You’ll be taking your cutting from the top of the plant. If your cactus has pads, choose one that’s mature – even if a few smaller pads are growing on top of it. For columnar cacti, choose a thin stem, which will root faster than a chunky one.
On columnar cacti, cut off the stem at least a few inches from the top. Make the cut as clean and straight as possible, without crushing the stem. Pads can be snapped off by hand.

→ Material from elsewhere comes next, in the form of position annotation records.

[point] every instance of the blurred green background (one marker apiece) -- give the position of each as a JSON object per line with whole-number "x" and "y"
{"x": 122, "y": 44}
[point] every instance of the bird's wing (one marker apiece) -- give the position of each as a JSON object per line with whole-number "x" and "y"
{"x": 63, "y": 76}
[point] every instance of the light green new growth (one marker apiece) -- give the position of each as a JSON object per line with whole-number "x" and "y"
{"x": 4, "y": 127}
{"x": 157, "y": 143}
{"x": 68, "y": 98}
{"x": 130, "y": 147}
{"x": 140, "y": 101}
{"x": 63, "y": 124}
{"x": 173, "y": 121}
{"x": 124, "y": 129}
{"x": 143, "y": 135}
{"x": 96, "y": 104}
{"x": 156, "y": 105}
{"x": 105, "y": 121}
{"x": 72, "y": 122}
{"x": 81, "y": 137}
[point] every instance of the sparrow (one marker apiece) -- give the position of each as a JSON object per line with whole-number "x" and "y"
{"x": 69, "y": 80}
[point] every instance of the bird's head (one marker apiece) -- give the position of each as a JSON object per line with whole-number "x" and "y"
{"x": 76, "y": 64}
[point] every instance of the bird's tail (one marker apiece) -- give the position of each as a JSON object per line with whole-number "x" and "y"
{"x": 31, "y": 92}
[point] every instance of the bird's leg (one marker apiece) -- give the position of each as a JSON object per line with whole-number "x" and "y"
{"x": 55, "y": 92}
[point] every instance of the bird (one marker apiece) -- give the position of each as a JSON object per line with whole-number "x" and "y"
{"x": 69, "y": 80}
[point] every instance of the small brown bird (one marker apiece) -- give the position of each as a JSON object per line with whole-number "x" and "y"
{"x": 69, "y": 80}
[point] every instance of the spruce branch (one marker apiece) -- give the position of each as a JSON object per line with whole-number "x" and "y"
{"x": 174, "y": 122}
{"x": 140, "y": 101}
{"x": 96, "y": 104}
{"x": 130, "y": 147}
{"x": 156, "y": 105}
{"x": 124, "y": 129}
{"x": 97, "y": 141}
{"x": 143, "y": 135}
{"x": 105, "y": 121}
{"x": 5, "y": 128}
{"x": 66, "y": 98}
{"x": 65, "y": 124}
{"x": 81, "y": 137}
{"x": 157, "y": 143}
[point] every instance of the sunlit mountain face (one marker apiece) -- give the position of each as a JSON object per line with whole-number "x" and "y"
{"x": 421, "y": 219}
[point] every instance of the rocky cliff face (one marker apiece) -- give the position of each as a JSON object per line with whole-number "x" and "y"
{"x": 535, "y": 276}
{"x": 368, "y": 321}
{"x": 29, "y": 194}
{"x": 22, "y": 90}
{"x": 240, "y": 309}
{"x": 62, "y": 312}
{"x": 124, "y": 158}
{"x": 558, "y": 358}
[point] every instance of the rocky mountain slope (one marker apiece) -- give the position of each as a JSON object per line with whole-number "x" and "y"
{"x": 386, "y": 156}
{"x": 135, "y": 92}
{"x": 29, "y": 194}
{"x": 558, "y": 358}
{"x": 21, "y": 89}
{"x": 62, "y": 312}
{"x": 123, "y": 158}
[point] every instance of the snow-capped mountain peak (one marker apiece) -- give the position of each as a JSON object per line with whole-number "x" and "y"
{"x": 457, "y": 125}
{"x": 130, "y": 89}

Set your cutting aside, out of the sun and soil, for a few days. The wound where you cut or broke it needs to dry and form a callous. Once it’s dried and scabbed over, fill the new pot with moist soil.
Once the end of your cutting is dry, stick it upright in the pot with the wound side down. If it won’t stand on its own, you can just lay it on top of the soil. If you have some on hand, dip your cutting in rooting hormone powder right before planting.
While the roots are growing, your cutting is relying on stored nutrients and water. Keeping the soil continually moist will supplement the supply and encourage deep root growth. Lightly water the soil every few days to keep it moist. The soil should never be soaked with water, just kept damp.
The root-growing speed depends on the variety of cactus, watering frequency, and size of the cutting. Smaller cuttings typically grow roots faster than large ones. Consistent watering also yields faster results. Your cutting can take anywhere from a couple days to a month or more to root.
Once the roots are settled into the soil, switch to a typical cactus watering schedule. Gradually give your baby cacti more sunlight. The roots will keep growing, but you probably won’t see new stem growth for at least a year. Every cactus is different though, so you never know!
A grafted cactus is made up of two pieces. The rootstock is the plant with roots in the ground. It needs to be vigorously healthy to support the other piece. The scion is the top portion of the graft. It’s commonly colorful or otherwise ornamental.
When choosing your rootstock and scion, look for plants that are similar in size and closely related. The more alike they are genetically, the better they’ll grow together. A good example of a common pairing is the coral cactus, a grafting that melds two different types of Euphorbia succulents into one single plant.
Using a sharp knife, slice each plant in two where the diameters are similar. You can make a v-shaped cut or a diagonal one. The cuts have to be near exact so they’ll match up well.
Place the scion on top of the rootstock. There should be no gaps between them. The vascular cambium, a ring on the inside of the stem, needs to match up. This part transports nutrients throughout the plant and is essential for keeping the scion alive. In time, the vascular cambium of each plant will merge together, creating one unique cactus.
Secure the graft with rubber bands, electrical tape, or twine. Keep your new cactus in a warm spot but out of direct sunlight. Water it normally, but don’t get any water on the graft area.
After a couple of months, if the graft has successfully merged, you can remove the binding.
Offsets, or pups, are another means of propagation. Some cacti send out offsets to root on their own. Removing these pups will refocus energy into the parent plant’s growth and give you some baby plants.
You can remove the offsets before they grow roots by cutting them from the parent plant. Propagate cactus offsets just like you would a stem cutting.
For the best results, don’t remove the pups until they’re growing roots. Then, you can simply propagate the cactus by division. Dig up the plant and cut or break off the offsets. Try to cause as little root damage as possible. Once your cactus is split in two, replant them in separate locations.
Are you ready to start propagating? Once you get the hang of it, you’ll be surprised how fast your garden will grow. Your cacti will thank you, and so will your wallet.